El rendimiento llegó a 5,01%, mientras que el movimiento estuvo acompañado por una fuerte suba del petróleo. El Brent llegó a acercarse a u$s110 por barril, en un contexto marcado por las crecientes tensiones en Medio Oriente y las interrupciones en infraestructura energética de Arabia Saudita.
Petróleo, inflación y tasas: el cóctel que golpea a los bonos
El salto del crudo volvió a despertar los temores sobre la inflación estadounidense. Con las presiones sobre los precios todavía por encima del objetivo del 2% anual de la Reserva Federal, los inversores comenzaron a contemplar un escenario de tasas más elevadas durante más tiempo.
El mercado llega además a esta situación a pocos días de la próxima decisión de la Fed. La posibilidad de que el organismo adopte una postura más dura frente a una inflación que podría acelerarse volvió a impactar sobre las cotizaciones de los Treasuries.
A esto se suma una mayor oferta de deuda. Las fuertes necesidades de financiamiento del Gobierno estadounidense y la emisión corporativa, vinculada también al récord de inversiones en inteligencia artificial, aumentaron la cantidad de bonos disponibles y presionaron sus precios. Como los precios y los rendimientos se mueven en sentido contrario, una caída en los primeros implica mayores tasas.
Una amenaza para las acciones
El nivel del 5% en el Treasury a 10 años es seguido de cerca por los inversores porque vuelve más competitivos a los bonos frente a las acciones. Una tasa libre de riesgo más elevada puede reducir el atractivo relativo de los activos bursátiles y aumentar el costo de financiamiento para empresas y consumidores.

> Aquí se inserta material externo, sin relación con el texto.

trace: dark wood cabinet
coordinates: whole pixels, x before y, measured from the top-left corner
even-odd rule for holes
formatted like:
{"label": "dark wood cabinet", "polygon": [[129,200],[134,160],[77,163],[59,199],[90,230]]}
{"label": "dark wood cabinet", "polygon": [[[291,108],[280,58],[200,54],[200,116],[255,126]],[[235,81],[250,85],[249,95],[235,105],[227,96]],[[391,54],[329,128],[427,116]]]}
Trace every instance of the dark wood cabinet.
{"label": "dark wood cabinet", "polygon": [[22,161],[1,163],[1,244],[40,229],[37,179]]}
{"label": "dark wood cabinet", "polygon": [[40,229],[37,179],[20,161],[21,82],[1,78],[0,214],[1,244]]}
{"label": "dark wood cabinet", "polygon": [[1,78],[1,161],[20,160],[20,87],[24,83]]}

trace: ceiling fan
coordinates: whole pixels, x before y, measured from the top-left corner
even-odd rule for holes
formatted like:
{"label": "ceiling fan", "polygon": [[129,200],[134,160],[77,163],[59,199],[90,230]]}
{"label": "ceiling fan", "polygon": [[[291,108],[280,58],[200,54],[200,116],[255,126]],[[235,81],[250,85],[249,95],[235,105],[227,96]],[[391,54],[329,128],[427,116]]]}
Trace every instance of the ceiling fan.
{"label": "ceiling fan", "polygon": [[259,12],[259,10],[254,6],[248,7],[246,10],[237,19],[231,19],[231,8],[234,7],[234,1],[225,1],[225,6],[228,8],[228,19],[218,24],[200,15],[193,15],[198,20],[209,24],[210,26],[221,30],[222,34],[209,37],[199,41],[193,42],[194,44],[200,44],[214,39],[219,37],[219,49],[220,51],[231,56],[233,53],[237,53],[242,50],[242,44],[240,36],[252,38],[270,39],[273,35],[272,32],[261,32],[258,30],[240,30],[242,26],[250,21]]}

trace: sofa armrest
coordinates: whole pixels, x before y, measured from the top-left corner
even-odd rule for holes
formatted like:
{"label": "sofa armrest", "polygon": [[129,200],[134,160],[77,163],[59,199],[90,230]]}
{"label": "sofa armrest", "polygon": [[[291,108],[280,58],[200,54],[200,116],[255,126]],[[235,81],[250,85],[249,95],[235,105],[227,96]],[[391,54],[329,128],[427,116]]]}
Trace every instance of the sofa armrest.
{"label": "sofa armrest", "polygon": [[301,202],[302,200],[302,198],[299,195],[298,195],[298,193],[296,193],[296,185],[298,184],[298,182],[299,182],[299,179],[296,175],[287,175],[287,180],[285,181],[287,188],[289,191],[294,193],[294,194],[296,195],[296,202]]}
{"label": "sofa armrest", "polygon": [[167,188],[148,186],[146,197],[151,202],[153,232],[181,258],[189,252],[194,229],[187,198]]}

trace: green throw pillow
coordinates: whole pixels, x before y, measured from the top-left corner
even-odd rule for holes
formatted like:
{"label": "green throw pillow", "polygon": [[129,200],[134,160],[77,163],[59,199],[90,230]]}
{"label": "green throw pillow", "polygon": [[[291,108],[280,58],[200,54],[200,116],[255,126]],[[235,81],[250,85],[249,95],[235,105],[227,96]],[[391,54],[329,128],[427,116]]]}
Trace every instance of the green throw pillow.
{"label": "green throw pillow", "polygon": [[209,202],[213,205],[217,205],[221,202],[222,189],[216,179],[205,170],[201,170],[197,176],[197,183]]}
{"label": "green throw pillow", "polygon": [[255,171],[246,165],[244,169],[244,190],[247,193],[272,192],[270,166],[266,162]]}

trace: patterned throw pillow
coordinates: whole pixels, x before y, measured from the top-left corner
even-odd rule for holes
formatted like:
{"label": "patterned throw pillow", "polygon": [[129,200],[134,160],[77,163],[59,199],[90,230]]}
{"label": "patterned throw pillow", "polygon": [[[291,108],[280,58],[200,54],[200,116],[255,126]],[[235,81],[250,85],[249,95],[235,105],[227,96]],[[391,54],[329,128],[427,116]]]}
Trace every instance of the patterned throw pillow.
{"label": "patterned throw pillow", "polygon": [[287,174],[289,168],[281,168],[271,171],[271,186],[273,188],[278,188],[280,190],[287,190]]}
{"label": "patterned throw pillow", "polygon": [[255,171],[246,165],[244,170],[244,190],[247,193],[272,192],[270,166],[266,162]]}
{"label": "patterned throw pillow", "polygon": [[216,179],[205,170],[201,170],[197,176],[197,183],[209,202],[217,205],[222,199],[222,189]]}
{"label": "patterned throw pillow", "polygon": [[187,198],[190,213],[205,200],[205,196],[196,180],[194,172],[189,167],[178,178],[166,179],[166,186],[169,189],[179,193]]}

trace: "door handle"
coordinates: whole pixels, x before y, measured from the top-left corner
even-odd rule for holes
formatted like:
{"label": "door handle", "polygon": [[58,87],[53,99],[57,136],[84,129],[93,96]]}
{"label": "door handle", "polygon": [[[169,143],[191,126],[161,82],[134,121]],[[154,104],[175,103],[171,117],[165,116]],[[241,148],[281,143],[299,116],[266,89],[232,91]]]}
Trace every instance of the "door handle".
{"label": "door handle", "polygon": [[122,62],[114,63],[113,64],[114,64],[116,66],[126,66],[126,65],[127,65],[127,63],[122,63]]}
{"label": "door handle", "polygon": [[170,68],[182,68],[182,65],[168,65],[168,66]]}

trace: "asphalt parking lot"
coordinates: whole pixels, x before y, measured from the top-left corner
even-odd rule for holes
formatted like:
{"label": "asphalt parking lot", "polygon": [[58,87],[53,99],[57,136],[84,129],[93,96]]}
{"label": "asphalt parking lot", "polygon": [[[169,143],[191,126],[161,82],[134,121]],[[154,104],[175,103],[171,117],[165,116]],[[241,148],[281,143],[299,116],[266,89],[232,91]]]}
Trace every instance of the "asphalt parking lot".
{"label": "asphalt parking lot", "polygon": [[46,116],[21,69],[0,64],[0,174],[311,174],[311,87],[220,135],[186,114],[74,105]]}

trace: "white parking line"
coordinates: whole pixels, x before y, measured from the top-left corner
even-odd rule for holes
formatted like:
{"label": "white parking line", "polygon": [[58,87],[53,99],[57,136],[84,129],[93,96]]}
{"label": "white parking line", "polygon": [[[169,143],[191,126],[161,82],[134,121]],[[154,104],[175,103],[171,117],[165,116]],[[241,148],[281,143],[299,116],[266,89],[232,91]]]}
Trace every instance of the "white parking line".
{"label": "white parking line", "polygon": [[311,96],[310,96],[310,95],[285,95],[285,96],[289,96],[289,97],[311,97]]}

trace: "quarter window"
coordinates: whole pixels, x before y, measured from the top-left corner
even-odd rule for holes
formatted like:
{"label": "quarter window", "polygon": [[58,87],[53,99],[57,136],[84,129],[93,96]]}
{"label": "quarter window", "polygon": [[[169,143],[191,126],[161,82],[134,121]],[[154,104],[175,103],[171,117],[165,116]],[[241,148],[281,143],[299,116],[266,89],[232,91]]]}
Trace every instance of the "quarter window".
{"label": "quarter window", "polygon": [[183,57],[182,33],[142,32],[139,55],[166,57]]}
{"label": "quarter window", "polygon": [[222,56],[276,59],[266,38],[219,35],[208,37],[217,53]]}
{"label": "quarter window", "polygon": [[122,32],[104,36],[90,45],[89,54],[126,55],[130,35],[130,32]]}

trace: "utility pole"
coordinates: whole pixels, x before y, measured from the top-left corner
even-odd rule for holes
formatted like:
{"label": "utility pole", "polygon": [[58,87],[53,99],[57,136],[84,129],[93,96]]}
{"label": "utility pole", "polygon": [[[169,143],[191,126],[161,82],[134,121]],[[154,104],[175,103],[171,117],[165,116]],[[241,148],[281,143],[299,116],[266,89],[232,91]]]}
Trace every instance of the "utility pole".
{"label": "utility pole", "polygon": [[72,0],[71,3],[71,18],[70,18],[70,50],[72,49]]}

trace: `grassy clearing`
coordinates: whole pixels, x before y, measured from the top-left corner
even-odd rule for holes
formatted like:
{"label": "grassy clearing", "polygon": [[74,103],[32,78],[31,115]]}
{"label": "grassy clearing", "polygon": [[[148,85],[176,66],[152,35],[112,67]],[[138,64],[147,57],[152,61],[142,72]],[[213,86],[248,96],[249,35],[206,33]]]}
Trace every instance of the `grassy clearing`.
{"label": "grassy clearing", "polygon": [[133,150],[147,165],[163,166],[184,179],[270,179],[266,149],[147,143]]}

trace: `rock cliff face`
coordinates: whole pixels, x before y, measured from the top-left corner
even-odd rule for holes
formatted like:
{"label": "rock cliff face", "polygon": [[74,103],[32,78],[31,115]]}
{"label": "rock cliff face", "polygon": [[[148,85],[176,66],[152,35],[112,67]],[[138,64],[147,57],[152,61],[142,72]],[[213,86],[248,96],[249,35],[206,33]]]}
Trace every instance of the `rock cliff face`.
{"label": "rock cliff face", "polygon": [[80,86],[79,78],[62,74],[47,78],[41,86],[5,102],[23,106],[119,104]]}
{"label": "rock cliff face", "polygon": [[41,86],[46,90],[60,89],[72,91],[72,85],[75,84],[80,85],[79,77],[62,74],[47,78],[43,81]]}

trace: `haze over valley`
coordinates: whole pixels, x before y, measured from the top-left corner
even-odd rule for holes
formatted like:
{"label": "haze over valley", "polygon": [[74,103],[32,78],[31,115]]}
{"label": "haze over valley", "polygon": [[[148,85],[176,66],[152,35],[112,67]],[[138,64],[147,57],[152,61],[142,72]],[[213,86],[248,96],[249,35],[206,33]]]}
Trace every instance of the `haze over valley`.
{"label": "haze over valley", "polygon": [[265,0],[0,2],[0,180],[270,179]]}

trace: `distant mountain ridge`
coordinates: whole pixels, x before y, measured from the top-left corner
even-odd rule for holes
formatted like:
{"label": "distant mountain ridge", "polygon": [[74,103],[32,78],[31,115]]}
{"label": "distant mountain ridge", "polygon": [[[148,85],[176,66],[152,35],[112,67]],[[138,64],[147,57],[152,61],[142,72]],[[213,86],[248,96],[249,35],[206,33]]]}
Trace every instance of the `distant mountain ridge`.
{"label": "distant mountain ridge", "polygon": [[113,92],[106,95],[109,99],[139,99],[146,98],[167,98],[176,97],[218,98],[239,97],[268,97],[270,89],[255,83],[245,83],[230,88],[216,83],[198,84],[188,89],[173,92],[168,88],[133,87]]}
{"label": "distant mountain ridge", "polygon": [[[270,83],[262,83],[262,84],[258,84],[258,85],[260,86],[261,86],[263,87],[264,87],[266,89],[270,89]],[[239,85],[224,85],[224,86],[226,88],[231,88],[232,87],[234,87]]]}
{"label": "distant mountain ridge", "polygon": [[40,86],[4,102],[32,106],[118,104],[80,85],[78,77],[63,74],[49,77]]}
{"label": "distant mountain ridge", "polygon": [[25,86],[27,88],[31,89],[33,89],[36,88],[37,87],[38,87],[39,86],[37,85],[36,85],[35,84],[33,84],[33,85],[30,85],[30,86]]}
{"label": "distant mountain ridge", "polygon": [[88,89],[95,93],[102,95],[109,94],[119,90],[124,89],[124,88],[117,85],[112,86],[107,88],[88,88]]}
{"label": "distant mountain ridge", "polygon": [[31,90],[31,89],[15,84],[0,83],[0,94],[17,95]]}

Además, el impacto no se limita a Wall Street: mayores rendimientos de los Treasuries suelen trasladarse a las tasas hipotecarias, los préstamos para automóviles, el crédito al consumo y el financiamiento corporativo.
El salto del Treasury refleja así una combinación de inflación, petróleo, déficit fiscal y expectativas de tasas, un escenario que vuelve más desafiante el panorama para los mercados financieros.